Clarice Lispector escreveu A Hora da Estrela em um tempo em que o Brasil parecia andar de costas para suas próprias vozes.
Ler Clarice é olhar o mundo e a nós mesmos com estranhamento e delicadeza.
É perceber que toda palavra é também um espelho e um convite à ação.
Nesta WebQuest, vamos investigar o Brasil de Clarice e o Brasil de agora — o das ruas, das redes, das escolas — para descobrir quais estrelas continuam apagadas e quais começam a brilhar.
Ao longo de quatro encontros, você será pesquisador(a), roteirista, produtor(a), leitor(a) e autor(a).
Vai explorar textos, vídeos, músicas, podcasts, imagens e ferramentas digitais, inclusive a inteligência artificial, para compreender e recriar o mundo de Macabéa com as suas próprias palavras.
Macabéa é uma jovem nordestina, pobre, deslocada — invisível até para si mesma.
Mas a pergunta que ecoa, décadas depois, continua urgente:
👉 Quem é visto, ouvido e lembrado na história do nosso país?
A proposta é simples e desafiadora: usar o conhecimento, a arte e a tecnologia para fazer o que Clarice fazia com a escrita — dar forma e voz ao que parecia não ter nome.
E você, conhece Clarice Lispector?
Ouça a própria autora falando de si — na entrevista “Em Casa”, do programa Os Mágicos (1976) — e descubra como a escrita era, para ela, uma forma de existir.
Dar nome é fazer existir.
E a escrita é uma das formas de nos fazermos ouvir.

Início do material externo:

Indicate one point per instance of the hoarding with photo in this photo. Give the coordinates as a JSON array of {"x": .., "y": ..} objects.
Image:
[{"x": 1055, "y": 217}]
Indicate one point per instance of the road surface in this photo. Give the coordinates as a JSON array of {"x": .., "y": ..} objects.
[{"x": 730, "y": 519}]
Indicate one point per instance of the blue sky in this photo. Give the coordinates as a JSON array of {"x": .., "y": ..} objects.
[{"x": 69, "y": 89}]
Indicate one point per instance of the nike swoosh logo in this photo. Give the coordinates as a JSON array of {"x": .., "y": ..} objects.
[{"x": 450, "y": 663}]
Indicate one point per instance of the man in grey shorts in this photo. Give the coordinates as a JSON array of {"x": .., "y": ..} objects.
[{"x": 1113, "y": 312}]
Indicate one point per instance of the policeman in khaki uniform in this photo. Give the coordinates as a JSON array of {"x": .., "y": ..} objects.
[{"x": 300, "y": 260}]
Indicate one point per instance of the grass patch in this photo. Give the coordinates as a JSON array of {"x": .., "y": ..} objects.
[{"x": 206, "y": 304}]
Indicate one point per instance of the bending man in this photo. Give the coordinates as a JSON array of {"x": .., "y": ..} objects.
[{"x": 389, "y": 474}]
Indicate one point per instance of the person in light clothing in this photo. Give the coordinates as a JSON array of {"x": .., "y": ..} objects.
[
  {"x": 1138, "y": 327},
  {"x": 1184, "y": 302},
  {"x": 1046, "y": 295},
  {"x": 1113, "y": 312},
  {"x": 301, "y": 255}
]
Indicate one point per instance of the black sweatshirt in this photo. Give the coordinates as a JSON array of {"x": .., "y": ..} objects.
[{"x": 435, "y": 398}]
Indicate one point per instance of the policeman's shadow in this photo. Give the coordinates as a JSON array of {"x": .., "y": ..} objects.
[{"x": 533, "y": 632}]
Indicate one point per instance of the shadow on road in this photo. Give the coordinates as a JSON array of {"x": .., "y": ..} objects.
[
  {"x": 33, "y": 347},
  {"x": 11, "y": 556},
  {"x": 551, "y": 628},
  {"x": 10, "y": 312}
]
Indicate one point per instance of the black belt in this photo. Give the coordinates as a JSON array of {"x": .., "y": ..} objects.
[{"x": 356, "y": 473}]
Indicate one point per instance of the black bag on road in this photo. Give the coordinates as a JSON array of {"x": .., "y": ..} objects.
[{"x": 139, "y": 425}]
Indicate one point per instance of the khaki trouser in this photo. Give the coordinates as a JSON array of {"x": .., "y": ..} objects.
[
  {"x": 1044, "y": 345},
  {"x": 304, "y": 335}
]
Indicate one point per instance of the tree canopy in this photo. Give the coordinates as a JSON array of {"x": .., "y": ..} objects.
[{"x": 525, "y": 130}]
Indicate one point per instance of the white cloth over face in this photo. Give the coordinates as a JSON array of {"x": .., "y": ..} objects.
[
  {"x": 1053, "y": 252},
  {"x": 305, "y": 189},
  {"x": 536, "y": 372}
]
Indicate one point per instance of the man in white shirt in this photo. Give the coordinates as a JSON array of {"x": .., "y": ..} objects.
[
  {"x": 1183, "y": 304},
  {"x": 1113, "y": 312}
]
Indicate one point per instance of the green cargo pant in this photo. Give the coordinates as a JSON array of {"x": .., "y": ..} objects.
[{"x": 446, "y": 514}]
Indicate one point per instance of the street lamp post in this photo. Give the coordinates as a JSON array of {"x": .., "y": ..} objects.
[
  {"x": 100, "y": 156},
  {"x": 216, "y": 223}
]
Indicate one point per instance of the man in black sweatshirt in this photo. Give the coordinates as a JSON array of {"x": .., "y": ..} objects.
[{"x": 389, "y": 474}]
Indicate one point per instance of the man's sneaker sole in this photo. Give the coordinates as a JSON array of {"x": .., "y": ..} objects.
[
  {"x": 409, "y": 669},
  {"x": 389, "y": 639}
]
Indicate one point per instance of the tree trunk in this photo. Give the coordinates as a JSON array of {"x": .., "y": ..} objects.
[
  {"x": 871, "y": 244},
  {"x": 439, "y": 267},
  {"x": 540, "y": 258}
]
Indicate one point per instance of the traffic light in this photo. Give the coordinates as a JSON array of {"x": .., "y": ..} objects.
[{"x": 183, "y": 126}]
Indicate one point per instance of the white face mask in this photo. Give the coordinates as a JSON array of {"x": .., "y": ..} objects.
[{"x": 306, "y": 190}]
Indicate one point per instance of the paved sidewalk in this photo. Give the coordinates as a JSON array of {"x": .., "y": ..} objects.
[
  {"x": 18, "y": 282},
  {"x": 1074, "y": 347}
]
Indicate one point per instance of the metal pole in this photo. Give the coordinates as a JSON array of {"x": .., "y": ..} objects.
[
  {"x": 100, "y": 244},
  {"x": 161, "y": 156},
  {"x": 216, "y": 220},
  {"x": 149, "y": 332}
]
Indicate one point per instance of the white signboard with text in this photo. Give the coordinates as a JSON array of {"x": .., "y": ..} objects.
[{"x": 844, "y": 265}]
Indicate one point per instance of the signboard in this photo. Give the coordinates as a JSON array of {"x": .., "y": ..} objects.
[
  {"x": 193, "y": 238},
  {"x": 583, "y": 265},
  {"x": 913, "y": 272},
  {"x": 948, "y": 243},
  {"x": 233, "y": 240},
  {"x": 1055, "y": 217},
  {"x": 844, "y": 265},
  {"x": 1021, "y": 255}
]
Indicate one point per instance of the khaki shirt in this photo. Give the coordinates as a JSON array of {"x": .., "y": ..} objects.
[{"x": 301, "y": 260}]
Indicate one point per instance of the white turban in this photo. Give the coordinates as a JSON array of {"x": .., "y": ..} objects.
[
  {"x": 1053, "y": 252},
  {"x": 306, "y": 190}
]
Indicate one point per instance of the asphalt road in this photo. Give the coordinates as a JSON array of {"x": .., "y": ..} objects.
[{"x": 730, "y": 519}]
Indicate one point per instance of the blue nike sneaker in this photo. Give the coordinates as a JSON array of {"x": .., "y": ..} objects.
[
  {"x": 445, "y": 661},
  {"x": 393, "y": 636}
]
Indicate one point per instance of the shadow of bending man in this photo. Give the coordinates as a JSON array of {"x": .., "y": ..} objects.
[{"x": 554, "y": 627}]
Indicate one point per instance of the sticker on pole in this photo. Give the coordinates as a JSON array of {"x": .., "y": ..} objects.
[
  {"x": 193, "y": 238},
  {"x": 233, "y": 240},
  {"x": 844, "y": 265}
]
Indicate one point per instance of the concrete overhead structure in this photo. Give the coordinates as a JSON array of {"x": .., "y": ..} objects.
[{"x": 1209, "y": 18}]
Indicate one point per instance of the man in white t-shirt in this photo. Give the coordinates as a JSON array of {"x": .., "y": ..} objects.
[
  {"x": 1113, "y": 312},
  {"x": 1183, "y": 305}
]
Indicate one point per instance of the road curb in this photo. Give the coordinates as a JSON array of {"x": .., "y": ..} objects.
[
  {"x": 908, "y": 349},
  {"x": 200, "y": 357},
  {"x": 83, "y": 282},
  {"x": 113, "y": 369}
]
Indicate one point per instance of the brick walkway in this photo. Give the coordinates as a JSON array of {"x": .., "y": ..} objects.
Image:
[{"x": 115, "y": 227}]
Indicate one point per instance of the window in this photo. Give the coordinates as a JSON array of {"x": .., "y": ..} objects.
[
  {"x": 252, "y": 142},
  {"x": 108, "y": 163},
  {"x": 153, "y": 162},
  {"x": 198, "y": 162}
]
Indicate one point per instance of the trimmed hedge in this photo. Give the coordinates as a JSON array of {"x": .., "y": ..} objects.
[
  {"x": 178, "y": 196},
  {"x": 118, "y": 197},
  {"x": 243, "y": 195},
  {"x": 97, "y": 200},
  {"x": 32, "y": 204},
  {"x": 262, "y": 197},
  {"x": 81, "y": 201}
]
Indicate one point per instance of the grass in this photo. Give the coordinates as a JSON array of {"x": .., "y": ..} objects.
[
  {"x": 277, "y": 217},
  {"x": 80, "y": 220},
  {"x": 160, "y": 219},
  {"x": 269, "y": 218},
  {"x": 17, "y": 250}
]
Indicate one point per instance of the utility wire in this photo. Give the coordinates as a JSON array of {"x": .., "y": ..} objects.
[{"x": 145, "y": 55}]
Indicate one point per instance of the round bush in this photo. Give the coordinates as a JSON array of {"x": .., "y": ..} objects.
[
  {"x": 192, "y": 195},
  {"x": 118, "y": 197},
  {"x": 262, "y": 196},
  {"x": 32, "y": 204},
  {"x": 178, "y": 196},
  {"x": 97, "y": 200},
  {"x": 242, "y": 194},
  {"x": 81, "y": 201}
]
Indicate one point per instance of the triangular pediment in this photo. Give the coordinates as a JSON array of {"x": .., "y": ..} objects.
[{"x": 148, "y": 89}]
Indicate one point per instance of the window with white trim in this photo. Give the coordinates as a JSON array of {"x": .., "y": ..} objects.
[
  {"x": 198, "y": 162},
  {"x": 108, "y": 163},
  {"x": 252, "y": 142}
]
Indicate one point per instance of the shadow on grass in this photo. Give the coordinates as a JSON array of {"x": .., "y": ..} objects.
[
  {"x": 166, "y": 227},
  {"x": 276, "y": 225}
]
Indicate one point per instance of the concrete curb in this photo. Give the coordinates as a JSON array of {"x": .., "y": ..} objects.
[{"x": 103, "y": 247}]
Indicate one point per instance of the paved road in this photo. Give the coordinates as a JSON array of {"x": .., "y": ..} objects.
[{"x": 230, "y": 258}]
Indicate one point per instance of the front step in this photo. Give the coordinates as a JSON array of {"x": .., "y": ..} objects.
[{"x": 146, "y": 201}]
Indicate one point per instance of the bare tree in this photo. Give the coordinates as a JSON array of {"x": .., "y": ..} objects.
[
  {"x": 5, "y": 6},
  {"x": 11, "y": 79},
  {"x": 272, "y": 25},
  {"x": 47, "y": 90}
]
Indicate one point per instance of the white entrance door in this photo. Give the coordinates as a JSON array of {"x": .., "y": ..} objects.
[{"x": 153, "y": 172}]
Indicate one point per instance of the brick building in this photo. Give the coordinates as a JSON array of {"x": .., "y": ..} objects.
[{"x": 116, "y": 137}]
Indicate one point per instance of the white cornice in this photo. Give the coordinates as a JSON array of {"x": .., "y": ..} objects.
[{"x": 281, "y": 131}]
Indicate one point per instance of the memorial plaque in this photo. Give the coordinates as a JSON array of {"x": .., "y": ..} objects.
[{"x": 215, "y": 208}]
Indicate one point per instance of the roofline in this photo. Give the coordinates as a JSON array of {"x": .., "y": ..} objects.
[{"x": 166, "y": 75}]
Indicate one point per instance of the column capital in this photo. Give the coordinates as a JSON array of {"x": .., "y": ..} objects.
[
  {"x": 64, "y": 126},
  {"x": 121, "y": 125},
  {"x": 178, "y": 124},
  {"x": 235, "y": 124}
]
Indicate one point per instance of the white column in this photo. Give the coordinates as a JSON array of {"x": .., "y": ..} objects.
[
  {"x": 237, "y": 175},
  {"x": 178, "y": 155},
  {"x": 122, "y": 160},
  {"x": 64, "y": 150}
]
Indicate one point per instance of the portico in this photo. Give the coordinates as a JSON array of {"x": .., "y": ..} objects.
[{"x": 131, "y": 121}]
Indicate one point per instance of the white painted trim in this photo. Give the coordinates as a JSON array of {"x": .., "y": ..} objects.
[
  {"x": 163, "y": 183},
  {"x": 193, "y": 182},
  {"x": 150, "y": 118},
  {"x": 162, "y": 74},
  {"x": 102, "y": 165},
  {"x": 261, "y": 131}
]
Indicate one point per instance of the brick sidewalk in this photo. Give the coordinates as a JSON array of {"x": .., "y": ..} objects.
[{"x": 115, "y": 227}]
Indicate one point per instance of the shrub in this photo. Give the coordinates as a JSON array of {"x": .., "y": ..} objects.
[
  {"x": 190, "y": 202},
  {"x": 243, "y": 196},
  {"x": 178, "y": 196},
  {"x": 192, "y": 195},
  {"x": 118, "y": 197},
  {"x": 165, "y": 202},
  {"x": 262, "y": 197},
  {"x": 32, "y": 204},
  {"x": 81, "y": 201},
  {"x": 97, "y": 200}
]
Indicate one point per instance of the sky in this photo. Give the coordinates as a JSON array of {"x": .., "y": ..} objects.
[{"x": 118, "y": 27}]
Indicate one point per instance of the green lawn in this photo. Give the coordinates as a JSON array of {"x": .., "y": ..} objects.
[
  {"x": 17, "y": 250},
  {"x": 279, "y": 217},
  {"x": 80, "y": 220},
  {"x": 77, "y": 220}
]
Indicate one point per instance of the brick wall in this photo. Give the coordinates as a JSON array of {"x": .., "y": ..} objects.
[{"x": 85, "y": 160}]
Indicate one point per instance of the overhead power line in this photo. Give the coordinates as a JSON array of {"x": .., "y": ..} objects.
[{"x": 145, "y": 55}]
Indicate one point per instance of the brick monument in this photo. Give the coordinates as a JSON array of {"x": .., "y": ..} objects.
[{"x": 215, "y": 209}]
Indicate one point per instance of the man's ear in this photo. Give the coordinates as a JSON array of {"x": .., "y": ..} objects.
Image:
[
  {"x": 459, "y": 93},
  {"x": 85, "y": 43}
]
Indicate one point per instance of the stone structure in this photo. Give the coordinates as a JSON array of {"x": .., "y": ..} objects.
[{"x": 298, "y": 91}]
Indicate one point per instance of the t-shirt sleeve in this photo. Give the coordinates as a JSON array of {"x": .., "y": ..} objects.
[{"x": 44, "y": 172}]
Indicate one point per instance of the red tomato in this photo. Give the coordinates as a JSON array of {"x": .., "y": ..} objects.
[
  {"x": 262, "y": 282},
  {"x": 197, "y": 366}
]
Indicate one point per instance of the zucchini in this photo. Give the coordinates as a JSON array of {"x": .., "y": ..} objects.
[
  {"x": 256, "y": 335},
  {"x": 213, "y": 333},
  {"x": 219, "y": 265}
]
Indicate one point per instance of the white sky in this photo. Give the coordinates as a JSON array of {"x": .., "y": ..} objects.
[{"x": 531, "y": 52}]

Nas cosmologias afro-indígenas do Brasil, nomear é soprar vida, vínculo e memória. Vamos partir desse olhar.
Ao longo da investigação, mantenha vivos estes disparadores:
Como as mulheres (especialmente nordestinas, negras e periféricas) eram vistas no tempo de Clarice?
Que Brasil cercava a protagonista do livro que vamos ler? Que Brasil cerca você hoje?
Quem decide quem aparece e quem some nas/das histórias que contamos?
Onde o nome vira vida e a palavra vira luz? Onde a palavra ainda não chega — e por quê?